Dennoch finde ich, dass der Begriff „Fest der Begegnung“ eine schöne Formulierung ist. Denn wirkliche Begegnung war und ist das Anliegen Gottes, ist später die Praxis des erwachsenen Juden Jesus, der durch heilsame und entängstigende Begegnungen Räume schafft, in denen Gott (das „Reich Gottes“) als nahe und liebevoll erfahren werden kann.
Genau das wird es für zwei alte, jüdische Menschen, für Simeon und die Prophetin Hanna nämlich, deren Herzaugen nicht trüb geworden sind und die längst schon ahnten, dass Gott nicht „in Macht und Herrlichkeit“ erscheint, sondern in einem kleinen, liebesbedürftigen Kind. Dass sie fähig waren, in der Zerbrechlichkeit und Bedürftigkeit das Licht der Gegenwart Gottes zu erkennen, lässt sie alles andere, als „alt“ aussehen. Sie bleiben in alle Ewigkeit Vorbilder für offene Menschen, für religiöse Menschen allemal, die nicht in ihrer Angst nur an Alten und Bekannten kleben, sondern Gott je neu erwarten in einer Weise, wie ER begegnen möchte, nämlich in der Regel spektakulär unspektakulär, in einem bedürftigen Menschenkind und nicht in einem unverwundbaren, königlichen Helden. Das ist die „ewige Wahrheit“, wenn man so will. Sie drückt sich auch aus im Namen „Simon“, der „Gott hat erhört“ und im Namen „Hanna“, der „Gott hat sich erbarmt“ bedeutet. Ihre Begegnung mit Maria, Josef und dem Baby Jesus wurde für sie zum Licht. Daran erinnert an diesem Tag auch die Kerzenweihe und ‑prozession. Möge auch uns die Offenheit der beiden alten Menschen Simeon und Hanna geschenkt sein, damit wir das Licht der Gegenwart Gottes in der Alltäglichkeit unseres Lebens wahrnehmen, vor allem in dem, was uns als klein, unbedeutend, bedürftig und so verletzlich erscheint. „Unsere Schwachheit verbindet uns“, sagte mal ein Mystiker. So werden wir auch „Feste der Begegnung“ feiern können, zwischen Juden und Christen, zwischen Muslimen und Buddhisten, zwischen Religiösen und Religionsfreien, zwischen Menschen eben, auf verschiedensten Wegen zu gemeinsam geteiltem Menschsein. Amen, so sei es!
(P. Thomas Röhr OCT)
Wer mag, kann zu Hause gerne den Lichtritus durchführen, den wir immer am Beginn des Festes halten. Vielleicht ist sogar ein 7armiger Leuchter zur Hand. Es gehen aber auch 7 Teelichter.

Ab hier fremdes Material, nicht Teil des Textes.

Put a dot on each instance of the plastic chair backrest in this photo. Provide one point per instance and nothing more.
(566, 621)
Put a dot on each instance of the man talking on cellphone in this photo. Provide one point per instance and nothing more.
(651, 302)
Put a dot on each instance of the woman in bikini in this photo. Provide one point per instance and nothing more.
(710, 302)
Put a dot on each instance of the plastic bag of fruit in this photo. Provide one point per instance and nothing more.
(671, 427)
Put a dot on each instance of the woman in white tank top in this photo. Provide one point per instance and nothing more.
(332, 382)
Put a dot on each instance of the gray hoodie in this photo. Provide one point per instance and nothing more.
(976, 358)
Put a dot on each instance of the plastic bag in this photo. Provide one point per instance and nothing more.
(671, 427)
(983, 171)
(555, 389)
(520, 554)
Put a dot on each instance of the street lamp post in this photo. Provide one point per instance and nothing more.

Liebe Schwestern und Brüder,
der siebenarmige Leuchter ist von alters her ein jüdisches Symbol für die Vollendung, für die Fülle des Lebens mit und bei Gott.
Wir wollen nun die einzelnen Kerzen entzünden und ihnen eine Deutung geben. Möge jenes Licht in unsere Herzen leuchten, das wir gerade am meisten brauchen.
Licht von der Osterkerze
Die 1. Kerze entzünden wir mit der Bitte um ein Licht der Gottesnähe in unserem Leben
Die 2. Kerze entzünden wir mit der Bitte um ein Licht des Glaubens, das mitten in der Nacht des Zweifels und bohrender Fragen weiterleuchtet
Die 3. Kerze entzünden wir mit der Bitte um ein Licht der Hoffnung, das unsere Hoffnungen nicht untergehen lässt
Die 4. Kerze entzünden wir mit der Bitte um ein Licht der Liebe, das uns trägt und in aller Lieblosigkeit dennoch an den Gott der Liebe glauben lässt
Die 5. Kerze entzünden wir mit der Bitte um ein Licht der Barmherzigkeit, das uns heilt und alle Herzlosigkeit verbrennt
Die 6. Kerze entzünden wir mit der Bitte um ein Licht der Gerechtigkeit, das allen und allem ein Recht auf Leben und Liebe schenken möge
Die 7. Kerze entzünden wir für das Licht des Friedens (Schalom) mit Gott, mit uns selbst, miteinander, mit der Schöpfung und dem ganzen Universum
(P. Thomas Röhr OCT, Birkenwerder, den 05.02.2011 / Febr. 2013/2019)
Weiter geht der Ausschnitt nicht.